New Year's Eve Traditions
Auld Lang Syne
Some call it "The most famous song no one knows the words to," but most people can belt out a line or two. The tradition of singing this song started with Guy Lombardo when he and his band performed it on New Year's Eve in 1929 in New York City.
The ball drop in New York City, which started in 1907, draws throngs of viewers to Times Square. Millions more around the world watch the event on TV. In recent years, the ball has become more eco-friendly - it's now illuminated by energy-efficient LED lights.
Making New Year's resolutions is a practice reaching back to ancient Babylon. For centuries, people have seen the new year as a good time for a new beginning or goal.
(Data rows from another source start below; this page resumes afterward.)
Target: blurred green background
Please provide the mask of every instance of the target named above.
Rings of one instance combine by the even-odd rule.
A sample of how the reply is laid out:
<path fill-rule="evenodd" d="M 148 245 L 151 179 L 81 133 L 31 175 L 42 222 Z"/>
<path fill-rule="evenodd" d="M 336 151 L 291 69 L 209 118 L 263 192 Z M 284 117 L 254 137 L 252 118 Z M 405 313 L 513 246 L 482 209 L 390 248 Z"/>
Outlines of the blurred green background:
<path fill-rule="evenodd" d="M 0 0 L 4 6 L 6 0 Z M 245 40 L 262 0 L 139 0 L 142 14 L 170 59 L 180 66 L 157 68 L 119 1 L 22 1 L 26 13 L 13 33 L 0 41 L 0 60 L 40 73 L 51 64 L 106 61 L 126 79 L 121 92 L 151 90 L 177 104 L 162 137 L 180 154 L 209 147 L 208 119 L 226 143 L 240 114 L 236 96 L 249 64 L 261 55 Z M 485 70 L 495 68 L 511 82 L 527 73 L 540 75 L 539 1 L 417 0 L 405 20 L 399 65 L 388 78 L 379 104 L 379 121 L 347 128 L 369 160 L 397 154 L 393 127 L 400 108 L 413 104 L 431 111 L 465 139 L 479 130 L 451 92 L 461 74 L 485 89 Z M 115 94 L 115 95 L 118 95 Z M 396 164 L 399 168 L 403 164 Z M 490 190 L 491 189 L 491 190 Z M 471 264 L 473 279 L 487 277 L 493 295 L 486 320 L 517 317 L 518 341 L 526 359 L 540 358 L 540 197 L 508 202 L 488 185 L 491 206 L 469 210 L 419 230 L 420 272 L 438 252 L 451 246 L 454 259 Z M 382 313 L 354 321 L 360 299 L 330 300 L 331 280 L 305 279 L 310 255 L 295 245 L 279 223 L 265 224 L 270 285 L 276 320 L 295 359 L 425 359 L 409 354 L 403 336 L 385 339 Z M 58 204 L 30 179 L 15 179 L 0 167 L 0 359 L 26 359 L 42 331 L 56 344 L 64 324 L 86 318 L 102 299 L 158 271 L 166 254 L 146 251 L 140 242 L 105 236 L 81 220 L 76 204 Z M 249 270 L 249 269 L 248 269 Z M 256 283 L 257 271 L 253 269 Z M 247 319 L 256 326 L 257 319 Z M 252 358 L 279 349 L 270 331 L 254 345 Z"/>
Also rooted in ancient practices, public fireworks displays are often enthusiastically set off at midnight. The Chinese invented fireworks specifically to be used for the new year, and the theory goes back to ancient times when noise and fire were thought to banish spirits and elicit good luck.
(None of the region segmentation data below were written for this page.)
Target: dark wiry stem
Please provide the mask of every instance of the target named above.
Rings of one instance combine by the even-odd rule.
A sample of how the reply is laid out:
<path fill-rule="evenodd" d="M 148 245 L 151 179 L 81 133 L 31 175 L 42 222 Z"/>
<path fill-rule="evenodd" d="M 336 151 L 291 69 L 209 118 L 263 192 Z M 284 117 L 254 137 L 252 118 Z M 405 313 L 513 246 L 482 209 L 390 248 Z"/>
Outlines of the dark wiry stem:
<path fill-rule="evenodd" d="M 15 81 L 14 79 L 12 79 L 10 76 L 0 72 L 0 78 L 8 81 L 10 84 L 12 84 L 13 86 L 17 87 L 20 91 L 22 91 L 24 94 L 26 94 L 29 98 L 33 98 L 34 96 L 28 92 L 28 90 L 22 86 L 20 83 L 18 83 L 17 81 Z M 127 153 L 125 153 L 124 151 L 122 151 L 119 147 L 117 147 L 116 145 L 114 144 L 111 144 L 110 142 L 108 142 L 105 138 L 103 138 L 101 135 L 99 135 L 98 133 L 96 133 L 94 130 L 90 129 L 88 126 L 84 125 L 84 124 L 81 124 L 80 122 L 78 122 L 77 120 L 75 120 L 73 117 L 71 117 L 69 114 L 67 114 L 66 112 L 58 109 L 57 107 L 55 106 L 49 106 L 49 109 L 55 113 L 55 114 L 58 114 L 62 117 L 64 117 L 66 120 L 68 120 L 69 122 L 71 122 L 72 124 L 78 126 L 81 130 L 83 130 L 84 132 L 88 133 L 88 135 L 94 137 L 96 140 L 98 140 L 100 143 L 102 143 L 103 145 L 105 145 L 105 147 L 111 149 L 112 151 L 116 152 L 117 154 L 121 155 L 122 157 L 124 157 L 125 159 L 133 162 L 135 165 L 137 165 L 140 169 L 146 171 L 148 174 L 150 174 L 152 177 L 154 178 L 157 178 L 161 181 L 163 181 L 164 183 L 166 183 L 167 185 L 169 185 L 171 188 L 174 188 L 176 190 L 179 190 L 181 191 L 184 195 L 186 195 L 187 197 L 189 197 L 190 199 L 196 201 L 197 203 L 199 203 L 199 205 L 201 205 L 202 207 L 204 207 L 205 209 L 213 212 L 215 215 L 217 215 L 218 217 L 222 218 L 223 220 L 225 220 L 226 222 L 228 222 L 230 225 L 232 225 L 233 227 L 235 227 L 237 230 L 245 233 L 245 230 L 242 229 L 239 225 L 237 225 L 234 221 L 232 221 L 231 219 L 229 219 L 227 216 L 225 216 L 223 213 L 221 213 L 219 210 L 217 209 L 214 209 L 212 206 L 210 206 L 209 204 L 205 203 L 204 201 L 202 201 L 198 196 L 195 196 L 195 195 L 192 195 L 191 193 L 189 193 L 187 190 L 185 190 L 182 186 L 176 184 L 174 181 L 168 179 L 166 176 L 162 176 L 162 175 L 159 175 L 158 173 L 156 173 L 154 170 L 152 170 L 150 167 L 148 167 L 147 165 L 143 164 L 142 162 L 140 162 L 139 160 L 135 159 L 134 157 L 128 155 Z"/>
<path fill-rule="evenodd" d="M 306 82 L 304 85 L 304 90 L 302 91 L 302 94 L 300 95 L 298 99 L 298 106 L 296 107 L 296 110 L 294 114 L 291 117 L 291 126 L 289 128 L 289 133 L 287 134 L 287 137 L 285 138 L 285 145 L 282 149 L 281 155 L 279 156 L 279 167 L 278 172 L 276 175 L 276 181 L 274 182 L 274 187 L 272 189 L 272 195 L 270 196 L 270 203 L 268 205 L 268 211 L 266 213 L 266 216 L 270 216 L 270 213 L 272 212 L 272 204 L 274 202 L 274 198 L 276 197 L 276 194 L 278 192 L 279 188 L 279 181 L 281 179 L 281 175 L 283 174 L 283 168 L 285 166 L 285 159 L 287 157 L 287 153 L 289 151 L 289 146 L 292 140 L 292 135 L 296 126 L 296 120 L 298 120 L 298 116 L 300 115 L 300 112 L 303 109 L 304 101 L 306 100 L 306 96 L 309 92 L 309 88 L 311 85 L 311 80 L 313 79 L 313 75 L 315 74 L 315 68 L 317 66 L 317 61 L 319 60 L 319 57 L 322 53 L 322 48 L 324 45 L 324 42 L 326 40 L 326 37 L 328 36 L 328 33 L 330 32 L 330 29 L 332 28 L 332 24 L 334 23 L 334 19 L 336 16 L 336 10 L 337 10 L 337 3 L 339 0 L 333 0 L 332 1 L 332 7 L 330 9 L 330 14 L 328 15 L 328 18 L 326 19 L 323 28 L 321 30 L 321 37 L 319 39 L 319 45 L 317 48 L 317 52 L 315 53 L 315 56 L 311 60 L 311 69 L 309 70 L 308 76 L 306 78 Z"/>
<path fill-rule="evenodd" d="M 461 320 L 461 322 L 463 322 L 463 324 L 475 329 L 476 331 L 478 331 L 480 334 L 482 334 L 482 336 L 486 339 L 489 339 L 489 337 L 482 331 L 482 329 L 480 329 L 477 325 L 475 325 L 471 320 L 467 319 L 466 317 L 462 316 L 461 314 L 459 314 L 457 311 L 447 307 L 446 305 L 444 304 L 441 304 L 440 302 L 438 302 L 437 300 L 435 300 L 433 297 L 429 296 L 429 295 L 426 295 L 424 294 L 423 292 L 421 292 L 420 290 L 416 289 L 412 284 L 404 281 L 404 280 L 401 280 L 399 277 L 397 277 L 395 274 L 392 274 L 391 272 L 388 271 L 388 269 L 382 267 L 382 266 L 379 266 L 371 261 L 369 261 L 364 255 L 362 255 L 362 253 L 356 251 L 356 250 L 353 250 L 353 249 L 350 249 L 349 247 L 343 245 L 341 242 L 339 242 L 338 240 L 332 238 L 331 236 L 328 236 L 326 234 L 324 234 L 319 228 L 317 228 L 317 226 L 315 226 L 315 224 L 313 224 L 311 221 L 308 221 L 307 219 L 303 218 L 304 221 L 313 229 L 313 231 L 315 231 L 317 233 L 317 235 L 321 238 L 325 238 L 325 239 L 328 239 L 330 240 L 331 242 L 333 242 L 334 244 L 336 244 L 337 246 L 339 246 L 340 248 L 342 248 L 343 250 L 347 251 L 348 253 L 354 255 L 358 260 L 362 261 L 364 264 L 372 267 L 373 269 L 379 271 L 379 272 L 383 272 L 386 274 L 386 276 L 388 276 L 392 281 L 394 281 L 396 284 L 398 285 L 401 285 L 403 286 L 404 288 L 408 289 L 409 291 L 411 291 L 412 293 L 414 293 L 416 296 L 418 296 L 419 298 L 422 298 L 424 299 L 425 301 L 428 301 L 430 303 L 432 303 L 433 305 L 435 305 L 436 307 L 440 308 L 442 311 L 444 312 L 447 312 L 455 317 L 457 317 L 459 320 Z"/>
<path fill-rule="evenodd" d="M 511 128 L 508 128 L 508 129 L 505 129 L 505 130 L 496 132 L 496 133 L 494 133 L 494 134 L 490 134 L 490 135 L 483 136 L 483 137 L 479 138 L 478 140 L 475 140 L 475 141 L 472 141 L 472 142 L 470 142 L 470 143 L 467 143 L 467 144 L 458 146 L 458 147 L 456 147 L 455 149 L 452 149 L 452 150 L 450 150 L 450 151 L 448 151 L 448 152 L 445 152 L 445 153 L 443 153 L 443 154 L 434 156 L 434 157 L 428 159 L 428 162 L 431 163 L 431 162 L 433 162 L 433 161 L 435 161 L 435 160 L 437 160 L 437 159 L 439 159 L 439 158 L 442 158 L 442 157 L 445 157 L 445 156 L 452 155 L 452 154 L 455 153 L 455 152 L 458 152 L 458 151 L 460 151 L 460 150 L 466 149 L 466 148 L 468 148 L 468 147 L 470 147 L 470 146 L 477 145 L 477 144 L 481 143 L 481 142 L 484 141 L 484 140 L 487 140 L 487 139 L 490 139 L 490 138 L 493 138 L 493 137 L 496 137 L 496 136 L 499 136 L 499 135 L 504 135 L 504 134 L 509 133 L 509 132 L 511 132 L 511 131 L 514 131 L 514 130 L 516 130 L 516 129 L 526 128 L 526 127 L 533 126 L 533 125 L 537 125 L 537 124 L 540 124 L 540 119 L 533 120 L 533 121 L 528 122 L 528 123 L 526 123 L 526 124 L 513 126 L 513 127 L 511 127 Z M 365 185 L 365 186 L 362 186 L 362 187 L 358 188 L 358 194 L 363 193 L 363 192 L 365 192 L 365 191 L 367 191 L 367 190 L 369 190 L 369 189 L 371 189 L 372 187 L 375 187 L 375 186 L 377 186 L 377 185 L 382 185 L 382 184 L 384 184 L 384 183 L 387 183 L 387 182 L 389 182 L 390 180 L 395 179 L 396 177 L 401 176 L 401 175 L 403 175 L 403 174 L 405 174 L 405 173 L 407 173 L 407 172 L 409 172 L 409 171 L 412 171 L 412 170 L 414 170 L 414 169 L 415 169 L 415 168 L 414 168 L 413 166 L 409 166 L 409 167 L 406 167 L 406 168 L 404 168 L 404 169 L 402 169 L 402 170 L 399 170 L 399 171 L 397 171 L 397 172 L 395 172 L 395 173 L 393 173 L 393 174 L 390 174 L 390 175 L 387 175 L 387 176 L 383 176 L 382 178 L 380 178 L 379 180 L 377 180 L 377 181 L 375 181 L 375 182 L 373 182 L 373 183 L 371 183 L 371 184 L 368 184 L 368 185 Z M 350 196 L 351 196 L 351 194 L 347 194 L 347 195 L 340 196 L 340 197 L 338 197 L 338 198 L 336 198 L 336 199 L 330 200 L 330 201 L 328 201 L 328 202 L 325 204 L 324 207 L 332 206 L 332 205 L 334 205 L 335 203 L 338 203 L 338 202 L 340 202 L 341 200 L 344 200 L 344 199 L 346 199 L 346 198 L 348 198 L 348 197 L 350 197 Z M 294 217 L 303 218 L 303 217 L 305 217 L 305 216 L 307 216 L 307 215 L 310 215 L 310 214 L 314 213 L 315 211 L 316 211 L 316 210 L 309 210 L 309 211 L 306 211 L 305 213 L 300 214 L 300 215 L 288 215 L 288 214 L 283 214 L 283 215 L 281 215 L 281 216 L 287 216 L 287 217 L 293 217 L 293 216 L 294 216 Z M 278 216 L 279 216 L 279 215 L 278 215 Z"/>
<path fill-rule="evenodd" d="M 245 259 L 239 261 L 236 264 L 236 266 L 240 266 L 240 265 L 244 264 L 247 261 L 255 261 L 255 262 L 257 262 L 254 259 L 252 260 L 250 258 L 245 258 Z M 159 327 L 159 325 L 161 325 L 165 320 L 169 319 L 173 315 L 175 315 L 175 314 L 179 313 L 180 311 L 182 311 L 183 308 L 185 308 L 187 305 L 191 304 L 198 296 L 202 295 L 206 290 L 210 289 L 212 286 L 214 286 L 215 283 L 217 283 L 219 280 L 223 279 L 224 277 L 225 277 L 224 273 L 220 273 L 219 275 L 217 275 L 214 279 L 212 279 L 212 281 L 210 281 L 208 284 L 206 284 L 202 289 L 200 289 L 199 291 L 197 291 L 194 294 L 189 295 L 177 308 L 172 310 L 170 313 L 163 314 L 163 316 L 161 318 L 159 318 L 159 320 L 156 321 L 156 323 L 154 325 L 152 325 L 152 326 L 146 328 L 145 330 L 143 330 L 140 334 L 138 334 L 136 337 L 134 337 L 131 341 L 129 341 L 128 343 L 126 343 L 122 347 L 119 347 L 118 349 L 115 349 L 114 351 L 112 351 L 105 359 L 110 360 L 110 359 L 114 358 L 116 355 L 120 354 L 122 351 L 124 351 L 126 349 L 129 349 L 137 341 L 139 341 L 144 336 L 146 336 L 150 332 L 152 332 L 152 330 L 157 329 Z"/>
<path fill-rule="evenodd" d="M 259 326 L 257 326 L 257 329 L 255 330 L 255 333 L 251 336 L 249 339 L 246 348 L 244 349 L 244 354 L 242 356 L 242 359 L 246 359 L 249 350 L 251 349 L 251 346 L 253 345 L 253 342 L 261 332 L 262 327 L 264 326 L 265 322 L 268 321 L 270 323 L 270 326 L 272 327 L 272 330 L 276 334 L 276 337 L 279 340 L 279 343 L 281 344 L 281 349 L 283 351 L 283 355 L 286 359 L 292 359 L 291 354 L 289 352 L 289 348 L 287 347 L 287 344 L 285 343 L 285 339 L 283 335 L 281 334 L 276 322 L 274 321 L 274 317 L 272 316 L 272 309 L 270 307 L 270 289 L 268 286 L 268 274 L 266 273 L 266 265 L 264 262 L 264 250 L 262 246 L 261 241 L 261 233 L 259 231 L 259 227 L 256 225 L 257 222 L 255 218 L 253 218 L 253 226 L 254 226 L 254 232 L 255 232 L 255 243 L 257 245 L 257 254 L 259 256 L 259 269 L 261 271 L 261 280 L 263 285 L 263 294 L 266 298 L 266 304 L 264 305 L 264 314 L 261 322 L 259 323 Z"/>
Some people consider collard greens and black eyes peas lucky New Year's Eve choices, because they resemble paper money and coins. Noodles and grains symbolize long life and abundance. Ring shaped cakes are reminders of life coming full circle.
Kiss the Old Year Goodbye
On New Year's Eve, it's customary for couples to pucker up and for singles to find someone to kiss. Some people believe that a New Year's kiss will stave off loneliness the rest of the year. Others believe that a lovin embrace sets the tone for a joyous new year.